Торчин как будто чувствовал нелюбовь Глеба, поэтому всегда старался угодить, чтобы вызвать расположение, но этим еще больше досаждал молодому князю.
— Скажи, что еще желаешь? — спросил Торчин с потаенной враждой, которую тотчас уловил проницательный Горясер.
Это его свойство очень ценил Святополк, сделавший из обычного гридня сначала постельничего, а потом тайного соглядатая.
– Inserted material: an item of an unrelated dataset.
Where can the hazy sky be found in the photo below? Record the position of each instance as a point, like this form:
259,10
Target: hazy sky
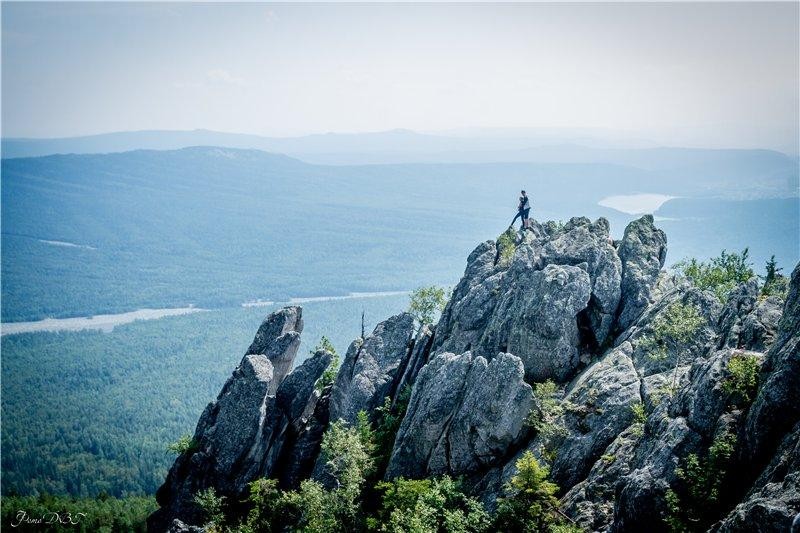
691,73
— Попотчуй гостя, — сказал Глеб Торчину. — Он с дороги, голоден. А меня прости, Горясер, что теперь не сяду с тобой, забот много.
Глебу хотелось поскорее увидеть Иву — он боялся, что уедет, не повидав ее.
Тревожное состояние не проходило, и он объяснил это беспокойством за жизнь отца. Глебу казалось, что надо взять в дорогу нечто важное, а он никак не может вспомнить, что. Он подошел к деревянному поставцу, сбитому из широких досок, где лежали книги. Евангелие от Иоанна, особенно им любимое, было раскрыто на том месте, где Иисус исцелил слепого от рождения и где говорилось о слепоте фарисеев — Глеб переписывал эту главу.
«Некоторые из фарисеев, бывших с Ним, — прочел он, — сказали Ему: неужели и мы слепы? Иисус сказал им: если бы вы были слепы, то не имели бы на себе греха; но как вы говорите, что видите, то грех остается на вас».
«Как это верно, — подумал Глеб. — Не может быть праздный фарисей зрячим, потому что не видит ни мытаря, ни своей лжи».
Дверь отворилась. Он оглянулся и увидел Василию с Ивой. Она была в длинном, до пят, белом платье, перехваченном вокруг талии клетчатой шерстяной тканью. На груди пристегнут медный кружок с привесками — сустуга. Русые волосы, заплетенные в тяжелые косы, придерживались на голове венчиком — узкой медной полоской, которая, как и сустуга, матово отсвечивала. Девушка походила на брата статью, манерой смотреть открыто и прямо, но выражение глаз было совсем иное — в них скрывалось нечто такое, что заставляло думать о том, что она знает больше, чем другие, может быть, какую-то тайну, ведомую только ей.
— Возьми, князь, — сказала она, протягивая Глебу узкий кувшин, залепленный воском. — Давай отцу пить трижды в день, и хворь из него выйдет.
— Спасибо тебе, — оживился Глеб, бережно взяв сосуд. — Грек Анастас учен, а того не знает, что ты знаешь. Я бы тебя с собой в Киев взял, если бы отец верил тебе, как я верю. Не от книг истинное знание дается, хотя и без книг нельзя. Вот я переписывал…
— Князь, время не ждет! — перебил Василько.
Девушке не положено одной оставаться с чужим мужчиной, и Василько, соблюдая порядок, ждал, чтобы князь сам отправил его, хорошо понимая, что Глеб хочет проститься с Ивой наедине.
— Да, я уже собрался… сейчас. Василько, ты подожди сестру во дворе.
Василько вышел, и Глеб, решившись, сказал:
— Тебе одной хочу довериться, ибо мучает меня предчувствие, будто должно случиться что-то тяжкое. Вот пока ждал тебя, подумал: «Может, уже и нет в живых отца!»
Ей захотелось подойти к нему и утешить. Она видела его глаза, полные тревоги и боли. Но нельзя подойти к князю.
— Если не найдешь отца в живых, будь рядом с Борисом.